An improved strategy for deep and quantitative N-glycomics

Abstract

In this study, an improved strategy for deep N-glycomics that employs an optimized glycan sample preparation involving enhanced (glyco)protein recovery, purification and permethylation efficiency, newly-developed R-scripts matching experimental high-accuracy MS1 data to theoretical monosaccharide compositions in order to enhance the coverage and identification accuracy of protein N-glycome with data quality control and a novel bundled sequencing algorithm characterizing the N-glycan structures at MS2 level was developed.
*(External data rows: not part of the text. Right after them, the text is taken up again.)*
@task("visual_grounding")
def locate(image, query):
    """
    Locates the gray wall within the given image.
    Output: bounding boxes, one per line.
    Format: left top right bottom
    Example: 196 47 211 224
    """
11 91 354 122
By this strategy, 57 monosaccharide compositions (133 N-glycans) from chicken ovalbumin, 90 monosaccharide compositions (162 N-glycans) from etanercept, 133 monosaccharide compositions (230 N-glycans) from erythropoietin, 245 monosaccharide compositions (398 N-glycans) from human acute promyelocytic leukemia cells and 343 monosaccharide compositions (832 N-glycans) from corpus callosum of an adult mouse are identified. The identified N-glycans are verified by pGlyco software. This strategy is also applicable to O-glycomics. Besides, stable isotopic labeling and relative quantification are performed for N-glycome. Finally, this study provides a novel pathway for N-glycomics to realize deep identification and biomarker discovery.